Except for rock purist Steve Albini, who loved their snotty lo-fi records but soon found the Replacements “irrevocably lost in the maudlin cabaret of Westerberg’s folk music blatherings,” critics adored Let It Be, ranking it No. 4 in that year’s Village Voice Pazz and Jop poll. It sold well, attracted offers from major labels, and has long been regarded as, if not the best Mats album, then the most authentic Mats album. It was the pivotal moment before they “went pop” and signed to Sire, before unhinged guitarist Bob Stinson was drastically sidelined, before Westerberg took the reins of the Mats and set out to launder the strains of traditional pop through his drunken band of losers. Let It Be was a live wire, the product of four childhood friends who never graduated high school or got driver’s licenses, whose innate talent was matched only by two things: their fear of success and their desire to drown that fear in a case of Schlitz.

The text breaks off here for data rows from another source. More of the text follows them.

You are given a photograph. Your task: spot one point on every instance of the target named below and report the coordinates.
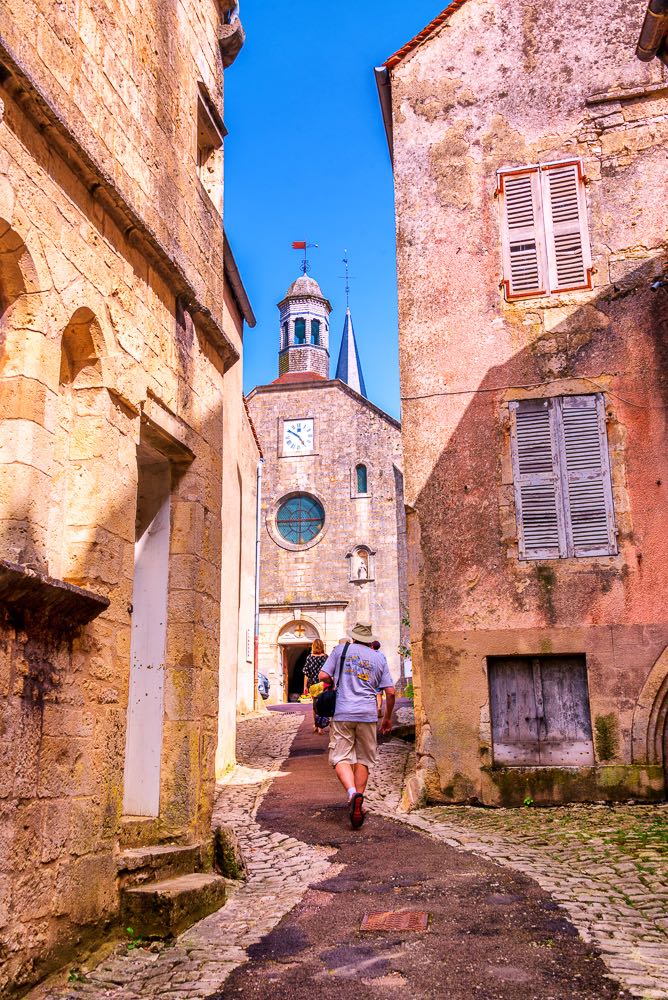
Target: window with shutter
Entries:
(538, 501)
(522, 248)
(565, 214)
(544, 229)
(561, 469)
(588, 494)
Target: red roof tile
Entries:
(298, 377)
(423, 35)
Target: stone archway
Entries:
(294, 641)
(650, 717)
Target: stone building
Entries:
(530, 163)
(120, 343)
(333, 545)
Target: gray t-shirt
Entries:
(365, 673)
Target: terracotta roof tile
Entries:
(298, 377)
(423, 35)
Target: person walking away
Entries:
(312, 667)
(359, 672)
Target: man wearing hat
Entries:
(359, 672)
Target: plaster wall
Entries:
(501, 85)
(348, 431)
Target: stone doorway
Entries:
(294, 658)
(294, 642)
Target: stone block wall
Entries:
(496, 88)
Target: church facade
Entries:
(333, 538)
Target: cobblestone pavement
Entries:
(280, 870)
(608, 866)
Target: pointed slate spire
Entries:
(349, 369)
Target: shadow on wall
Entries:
(616, 344)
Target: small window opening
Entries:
(210, 134)
(300, 331)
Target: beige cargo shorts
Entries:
(353, 742)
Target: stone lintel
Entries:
(304, 604)
(51, 123)
(61, 603)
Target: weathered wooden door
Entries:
(143, 747)
(540, 711)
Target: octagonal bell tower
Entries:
(304, 318)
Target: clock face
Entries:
(298, 437)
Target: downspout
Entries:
(256, 627)
(385, 96)
(653, 39)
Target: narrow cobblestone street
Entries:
(293, 929)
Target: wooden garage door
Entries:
(540, 711)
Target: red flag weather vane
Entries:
(303, 245)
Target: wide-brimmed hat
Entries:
(363, 633)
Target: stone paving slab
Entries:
(607, 865)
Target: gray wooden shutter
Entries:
(537, 479)
(521, 226)
(590, 519)
(565, 218)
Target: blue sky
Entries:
(306, 157)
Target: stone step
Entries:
(165, 909)
(137, 865)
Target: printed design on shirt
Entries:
(358, 667)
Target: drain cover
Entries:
(397, 920)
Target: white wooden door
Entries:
(143, 745)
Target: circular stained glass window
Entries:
(300, 519)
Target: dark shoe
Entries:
(357, 815)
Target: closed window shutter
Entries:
(566, 236)
(522, 244)
(536, 468)
(586, 471)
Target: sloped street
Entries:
(520, 902)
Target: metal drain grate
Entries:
(397, 920)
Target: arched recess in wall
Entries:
(650, 717)
(24, 442)
(83, 480)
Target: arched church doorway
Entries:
(295, 642)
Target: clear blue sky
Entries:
(306, 157)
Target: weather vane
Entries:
(348, 278)
(303, 245)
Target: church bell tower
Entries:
(304, 318)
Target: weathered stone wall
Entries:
(238, 560)
(348, 430)
(511, 84)
(97, 357)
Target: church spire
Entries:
(349, 369)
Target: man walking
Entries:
(359, 672)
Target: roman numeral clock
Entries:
(298, 437)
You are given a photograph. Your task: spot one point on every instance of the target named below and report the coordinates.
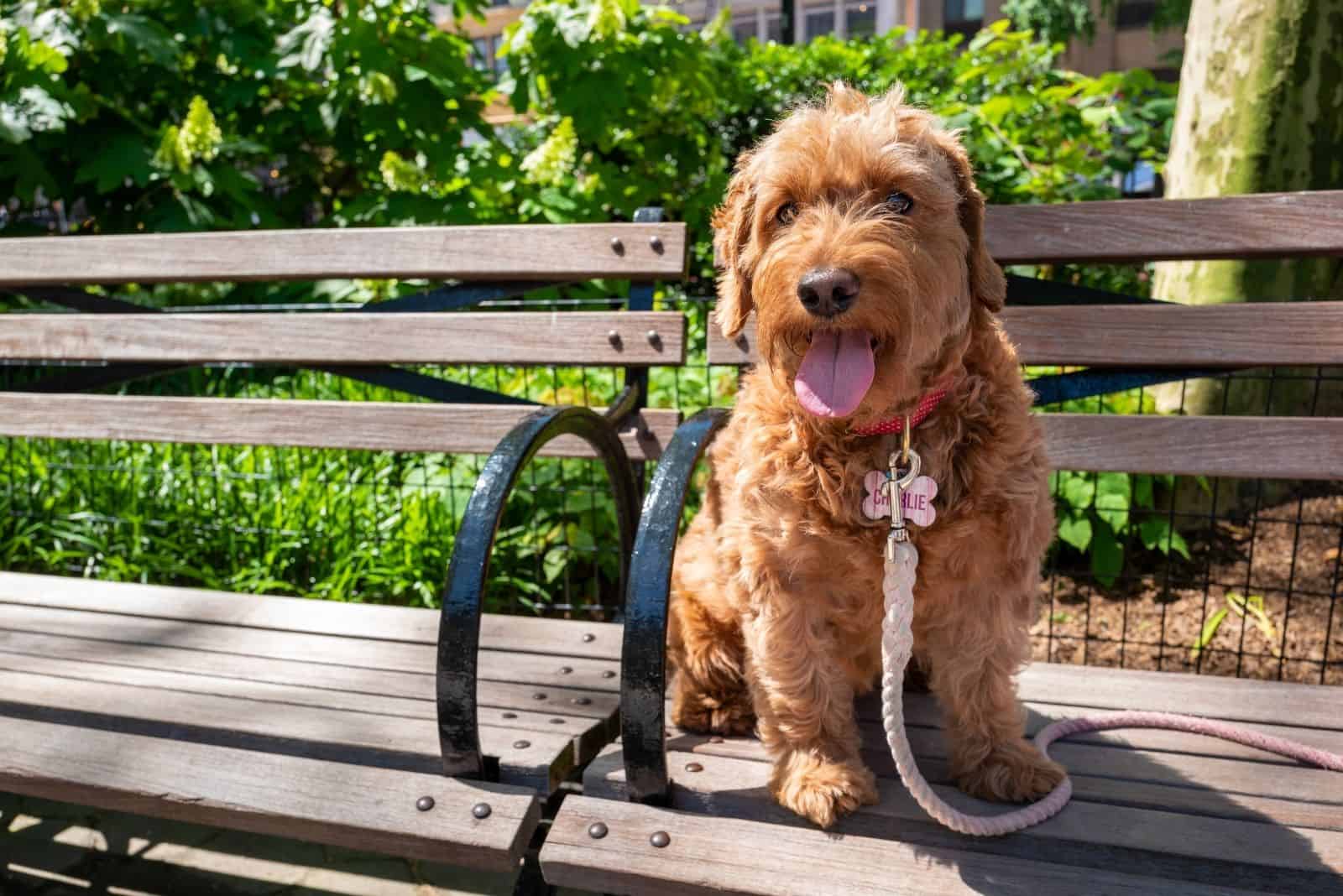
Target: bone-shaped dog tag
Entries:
(915, 499)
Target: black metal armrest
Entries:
(460, 623)
(644, 651)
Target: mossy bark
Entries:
(1260, 110)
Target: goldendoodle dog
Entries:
(854, 232)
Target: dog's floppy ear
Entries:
(986, 279)
(732, 224)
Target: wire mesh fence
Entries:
(1148, 571)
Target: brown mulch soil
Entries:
(1152, 617)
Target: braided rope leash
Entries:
(896, 647)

In comes this essential reissue of the Mats’ fourth album, 1985’s Tim, to trouble the entire narrative. The toast of this box set—which, like Let It Be, also cribs its name from a far more successful album—is an unbelievable new remix of Tim that doesn’t just challenge the notion that Let It Be was the Replacements at their peak, but usurps it to become the best and most definitive album in their catalog. Helmed by famed Ramones engineer Ed Stasium, the remix is jaw-dropping: Gone is Tim’s muddy sound, the tinny reverb on Chris Mars’ drums, and the thin low-end that masked Tommy Stinson’s bass. Every instrument is louder and closer, the mix is much more spread out, Westerberg’s sneakily complicated rhythm playing and chord voicing comes into sharp focus, and there are even a few extra Bob solos. If the previous treatments of Pleased to Meet Me and Don’t Tell a Soul were welcome surprises, this is the holy grail that fans have dreamt of. Finally, no more of the obligatory caveats about production that have plagued the album for almost four decades.